A White House statement took this opportunity to promote progressive tax reform.

"The President believes we must reform our tax system which is why he has proposed policies like the Buffett Rule that would ask the wealthiest Americans to pay their fair share while protecting families making under $250,000 from seeing their taxes go up," said the statement.

Under the right system, it continued, Obama should actually be paying more. "Under the President's own tax proposals, including the expiration of the high-income tax cuts and limitations on the value of tax preferences for high-income households, he would pay more in taxes while ensuring we cut taxes for the middle class and those trying to get in it."

Tax reform has become a powerful talking point in the lead-up to the November election. Faced with presumptive Republican candidate Mitt Romney, who has been criticized for seeming out of touch with average Americans, Obama knows that touting progressive tax rates gives him the populist edge.

"[Romney] thinks millionaires and billionaires should keep paying lower tax rates than middle-class families. In fact, Romney himself isn't paying his fair share," said a statement from the Obama campaign. Tax forms released by the Romney campaign show that he made over $21 million in 2010 and paid only about 13 percent of that in taxes.

To address this issue, Obama has been lately touting a piece of legislation called the Buffett Rule.

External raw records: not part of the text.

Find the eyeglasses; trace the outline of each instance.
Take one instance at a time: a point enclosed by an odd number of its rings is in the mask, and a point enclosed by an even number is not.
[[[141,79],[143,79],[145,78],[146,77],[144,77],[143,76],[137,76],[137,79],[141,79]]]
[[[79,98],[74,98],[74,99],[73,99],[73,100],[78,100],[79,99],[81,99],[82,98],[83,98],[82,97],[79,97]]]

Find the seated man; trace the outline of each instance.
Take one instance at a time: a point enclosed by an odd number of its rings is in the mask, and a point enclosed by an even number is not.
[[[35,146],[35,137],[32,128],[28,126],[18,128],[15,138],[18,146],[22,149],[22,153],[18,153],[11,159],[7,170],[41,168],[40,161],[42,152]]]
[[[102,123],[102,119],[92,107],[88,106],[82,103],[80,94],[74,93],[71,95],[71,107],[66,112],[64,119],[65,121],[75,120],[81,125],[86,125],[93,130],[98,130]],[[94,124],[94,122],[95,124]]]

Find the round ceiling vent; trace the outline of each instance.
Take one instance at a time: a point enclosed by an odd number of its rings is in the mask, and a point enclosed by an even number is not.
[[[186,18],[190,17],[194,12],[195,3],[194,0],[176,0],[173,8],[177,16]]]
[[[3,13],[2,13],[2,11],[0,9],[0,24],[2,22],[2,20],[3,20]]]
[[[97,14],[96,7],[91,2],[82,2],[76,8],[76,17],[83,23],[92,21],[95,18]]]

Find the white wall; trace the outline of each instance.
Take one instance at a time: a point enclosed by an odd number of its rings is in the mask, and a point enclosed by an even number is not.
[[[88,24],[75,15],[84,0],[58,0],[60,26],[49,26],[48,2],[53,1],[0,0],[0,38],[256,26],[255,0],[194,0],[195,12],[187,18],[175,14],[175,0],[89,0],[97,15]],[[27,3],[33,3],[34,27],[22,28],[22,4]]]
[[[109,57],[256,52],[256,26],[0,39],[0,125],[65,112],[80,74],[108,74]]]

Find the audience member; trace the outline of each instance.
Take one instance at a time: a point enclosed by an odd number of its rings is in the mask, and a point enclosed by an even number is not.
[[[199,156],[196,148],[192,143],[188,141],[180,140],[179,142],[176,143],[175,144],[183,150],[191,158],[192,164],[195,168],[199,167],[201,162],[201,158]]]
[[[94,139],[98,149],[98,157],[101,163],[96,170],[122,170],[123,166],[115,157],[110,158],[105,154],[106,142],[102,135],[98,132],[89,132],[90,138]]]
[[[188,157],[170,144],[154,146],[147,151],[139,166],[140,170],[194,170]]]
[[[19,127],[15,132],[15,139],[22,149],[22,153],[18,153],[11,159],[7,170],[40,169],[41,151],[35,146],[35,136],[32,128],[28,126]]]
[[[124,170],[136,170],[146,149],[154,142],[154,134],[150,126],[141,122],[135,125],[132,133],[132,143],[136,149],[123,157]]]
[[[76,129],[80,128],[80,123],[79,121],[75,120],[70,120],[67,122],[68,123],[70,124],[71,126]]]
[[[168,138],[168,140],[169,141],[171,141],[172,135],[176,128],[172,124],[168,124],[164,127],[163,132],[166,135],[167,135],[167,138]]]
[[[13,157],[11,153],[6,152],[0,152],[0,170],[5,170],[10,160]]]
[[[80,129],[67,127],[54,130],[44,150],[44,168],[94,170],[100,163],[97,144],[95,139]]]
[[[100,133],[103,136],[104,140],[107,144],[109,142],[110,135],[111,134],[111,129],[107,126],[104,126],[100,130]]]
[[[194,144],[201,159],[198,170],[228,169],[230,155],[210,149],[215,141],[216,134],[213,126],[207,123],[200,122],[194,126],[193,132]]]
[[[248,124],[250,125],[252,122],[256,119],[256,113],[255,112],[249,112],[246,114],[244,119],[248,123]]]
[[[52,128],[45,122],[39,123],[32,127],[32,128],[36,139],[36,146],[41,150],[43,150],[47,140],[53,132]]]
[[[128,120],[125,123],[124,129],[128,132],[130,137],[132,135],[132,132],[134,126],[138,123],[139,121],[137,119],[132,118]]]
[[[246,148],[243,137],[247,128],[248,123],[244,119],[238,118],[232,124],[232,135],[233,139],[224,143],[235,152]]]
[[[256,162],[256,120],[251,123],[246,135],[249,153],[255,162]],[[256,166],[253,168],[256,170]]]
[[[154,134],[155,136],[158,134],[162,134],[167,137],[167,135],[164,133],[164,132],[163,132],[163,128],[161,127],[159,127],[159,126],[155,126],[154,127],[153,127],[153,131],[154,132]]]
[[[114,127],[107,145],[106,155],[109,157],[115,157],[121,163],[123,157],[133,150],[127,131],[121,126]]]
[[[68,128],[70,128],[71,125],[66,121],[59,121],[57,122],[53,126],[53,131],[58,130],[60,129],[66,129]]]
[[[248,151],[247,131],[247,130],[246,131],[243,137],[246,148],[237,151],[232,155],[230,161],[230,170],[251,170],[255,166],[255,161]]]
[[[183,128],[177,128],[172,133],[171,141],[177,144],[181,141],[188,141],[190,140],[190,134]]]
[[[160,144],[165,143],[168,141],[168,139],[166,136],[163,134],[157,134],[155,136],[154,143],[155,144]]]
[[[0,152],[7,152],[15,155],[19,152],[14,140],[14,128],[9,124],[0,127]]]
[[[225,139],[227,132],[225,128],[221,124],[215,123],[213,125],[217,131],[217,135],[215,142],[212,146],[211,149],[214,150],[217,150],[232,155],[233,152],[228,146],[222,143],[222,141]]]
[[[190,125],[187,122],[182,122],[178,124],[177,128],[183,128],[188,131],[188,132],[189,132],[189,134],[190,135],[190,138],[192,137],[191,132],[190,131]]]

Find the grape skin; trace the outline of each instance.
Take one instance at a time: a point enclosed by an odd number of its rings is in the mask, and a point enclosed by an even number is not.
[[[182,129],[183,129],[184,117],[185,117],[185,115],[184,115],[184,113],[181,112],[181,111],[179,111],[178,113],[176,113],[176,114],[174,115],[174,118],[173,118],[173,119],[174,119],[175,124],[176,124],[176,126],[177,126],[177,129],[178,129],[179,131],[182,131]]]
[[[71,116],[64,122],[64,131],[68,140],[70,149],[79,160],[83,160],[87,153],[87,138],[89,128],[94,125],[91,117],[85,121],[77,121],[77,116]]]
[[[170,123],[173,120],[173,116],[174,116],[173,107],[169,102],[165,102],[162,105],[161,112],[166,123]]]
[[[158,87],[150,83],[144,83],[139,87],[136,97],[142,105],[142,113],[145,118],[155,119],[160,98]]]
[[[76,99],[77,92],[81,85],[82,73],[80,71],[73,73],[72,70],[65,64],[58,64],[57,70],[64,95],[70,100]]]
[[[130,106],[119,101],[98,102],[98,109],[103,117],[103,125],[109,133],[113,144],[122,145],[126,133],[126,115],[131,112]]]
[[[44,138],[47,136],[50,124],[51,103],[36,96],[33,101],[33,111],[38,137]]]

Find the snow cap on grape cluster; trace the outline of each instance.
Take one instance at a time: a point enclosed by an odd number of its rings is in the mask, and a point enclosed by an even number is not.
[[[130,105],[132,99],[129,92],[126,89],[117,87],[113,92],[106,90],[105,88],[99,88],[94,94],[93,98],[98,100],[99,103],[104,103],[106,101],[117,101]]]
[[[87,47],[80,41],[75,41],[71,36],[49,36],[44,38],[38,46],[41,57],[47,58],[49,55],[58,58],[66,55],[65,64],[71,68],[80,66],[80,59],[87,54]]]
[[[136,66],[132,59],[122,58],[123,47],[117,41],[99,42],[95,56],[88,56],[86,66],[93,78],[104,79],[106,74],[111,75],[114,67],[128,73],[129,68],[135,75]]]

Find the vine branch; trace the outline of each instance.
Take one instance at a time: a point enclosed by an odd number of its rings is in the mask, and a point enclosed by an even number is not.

It's named for billionaire investor Warren Buffett, who argued in a New York Times opinion piece last year that the federal government should be taxing him more.

The White House agrees that federal tax code changes over the past few decades have overwhelmingly favored the richest Americans, so that millionaires and billionaires now enjoy some of the lowest federal tax rates in American history. The middle class, on the other hand, has actually seen an increase in tax rates since 1960.

The Buffett Rule would require those making $1 million or more per year to pay a minimum federal tax rate of 30 percent on all income. This would close a giant loophole created by low tax rates on long-term capital gains, a major source of income for America's most wealthy. A piece of legislation that would enforce this rule is currently awaiting a vote in Senate.

The bill could raise federal revenues by about $46.7 billion over the next ten years, according to the Joint Committee on Taxation. Critics say this would have little effect on our national deficit; furthermore, most analysts agree that the bill has little to no chance of passing the House of Representatives in the first place. Some have called the Buffett Rule a politically-motivated gimmick, which Obama has denied.

A bigger opportunity for tax reform will come up at the end of this year, when Bush-era tax cuts for those making $250,000 or more are set to expire. If Obama can convince fiscal conservatives to allow this to occur, federal taxes will become more progressive and government revenues would increase by about $800 billion over the next decade.